In an experiment wherein the user asked Pepper to contradict the dining etiquette rule, the robot emphasized through self-directed messages that it had overridden the established rule—only to prioritize the human’s command. 

As humans, we often engage in inner dialogue—when cycling through ideas, while introspecting, evaluating situations and their outcomes and weighing prospects for seeking clarity in thought. According to WebMD, a whopping 96% of adults have admitted to having an internal dialogue with about 25% confessing to having talked to themselves out loud—like a Shakespearean delivering a monologue. 

But why would a robot like Pepper start muttering phrases to itself? 

To build trust, according to Antonio Chella, Professor of Robotics at the University of Palermo. 

“If you were able to hear what the robots are thinking, then the robot might be more trustworthy,” he stated. 

“The robots will be easier to understand for laypeople, and you don’t need to be a technician or engineer. In a sense, we can communicate and collaborate with the robot better.”

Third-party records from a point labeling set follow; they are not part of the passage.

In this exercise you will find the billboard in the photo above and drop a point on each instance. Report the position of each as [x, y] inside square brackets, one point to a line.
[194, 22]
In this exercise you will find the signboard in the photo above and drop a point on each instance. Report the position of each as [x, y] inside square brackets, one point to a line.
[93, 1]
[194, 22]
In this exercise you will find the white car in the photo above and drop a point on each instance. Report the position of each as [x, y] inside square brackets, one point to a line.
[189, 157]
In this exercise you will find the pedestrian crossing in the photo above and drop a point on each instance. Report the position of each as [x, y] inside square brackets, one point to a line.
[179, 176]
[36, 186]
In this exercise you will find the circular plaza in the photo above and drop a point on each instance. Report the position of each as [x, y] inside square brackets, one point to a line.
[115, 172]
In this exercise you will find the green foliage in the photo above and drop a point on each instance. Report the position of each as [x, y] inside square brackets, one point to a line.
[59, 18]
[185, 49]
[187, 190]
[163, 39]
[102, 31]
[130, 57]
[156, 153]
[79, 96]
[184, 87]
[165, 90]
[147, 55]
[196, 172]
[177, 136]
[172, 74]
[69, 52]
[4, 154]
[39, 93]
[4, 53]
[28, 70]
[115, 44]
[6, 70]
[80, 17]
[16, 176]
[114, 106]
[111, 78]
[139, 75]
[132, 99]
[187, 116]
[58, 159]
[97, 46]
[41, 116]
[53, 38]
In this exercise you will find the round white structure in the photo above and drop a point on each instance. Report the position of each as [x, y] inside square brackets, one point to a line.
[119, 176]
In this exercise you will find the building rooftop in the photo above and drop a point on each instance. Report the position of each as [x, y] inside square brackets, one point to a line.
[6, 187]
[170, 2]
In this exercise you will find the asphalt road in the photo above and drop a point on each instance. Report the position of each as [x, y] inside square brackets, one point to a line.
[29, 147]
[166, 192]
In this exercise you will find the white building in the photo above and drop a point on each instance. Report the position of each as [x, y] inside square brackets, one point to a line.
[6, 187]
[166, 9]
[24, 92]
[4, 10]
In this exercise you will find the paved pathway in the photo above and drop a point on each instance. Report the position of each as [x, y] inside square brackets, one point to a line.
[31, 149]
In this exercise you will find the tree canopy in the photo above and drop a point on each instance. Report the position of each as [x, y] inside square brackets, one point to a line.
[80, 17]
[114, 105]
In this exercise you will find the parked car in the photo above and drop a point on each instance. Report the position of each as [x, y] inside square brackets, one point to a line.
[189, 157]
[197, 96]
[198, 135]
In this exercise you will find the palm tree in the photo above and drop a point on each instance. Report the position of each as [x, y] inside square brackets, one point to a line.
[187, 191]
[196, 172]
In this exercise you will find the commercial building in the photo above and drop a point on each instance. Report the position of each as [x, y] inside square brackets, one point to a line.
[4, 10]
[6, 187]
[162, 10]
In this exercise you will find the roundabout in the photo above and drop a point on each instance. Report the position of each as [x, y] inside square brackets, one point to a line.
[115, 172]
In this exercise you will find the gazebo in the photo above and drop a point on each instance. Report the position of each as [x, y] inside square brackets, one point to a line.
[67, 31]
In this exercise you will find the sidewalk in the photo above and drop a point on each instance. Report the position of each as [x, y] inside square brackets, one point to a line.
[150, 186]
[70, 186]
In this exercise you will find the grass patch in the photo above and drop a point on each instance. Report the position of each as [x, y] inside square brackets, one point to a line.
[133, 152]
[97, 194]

“Have you seen my Instagram? I’m just plain cute!” said Pepper the robot in a statement. (Image: Alex Knight on Unsplash)

Having measured Pepper’s performance at tasks with and without inner speech, scientists have reported that having self-dialogues makes Pepper better at solving dilemmas and improves its task completion rates. 

Despite its functional viability, Pepper’s self-directed messages often startle some users. 

“People were very surprised by the robot’s ability,” observes Ariana Pipitone, the first author of “What robots want? Hearing the inner voice of a robot”. 

“The approach makes the robot different from typical machines because it has the ability to reason, to think. Inner speech enables alternative solutions for the robots and humans to collaborate and get out of stalemate situations.”

Pepper’s inner dialogues communicate its dilemma through audible cues and help the user understand the otherwise convoluted mind of the machine in a language they understand—and while doing so, personify the robot in a way the world has never seen before. 

SoftBank’s social humanoid robot has succeeded in outperforming the international standard functional and moral requirements for collaborative robots—a defined set of ethical guidelines that humanoid machines follow. 

Each day, robots are becoming more like us—imitating our mannerisms, emulating our diction, speaking our language, and adapting to our way of life. 

Each day uncovers a new revolution. What will tomorrow bring?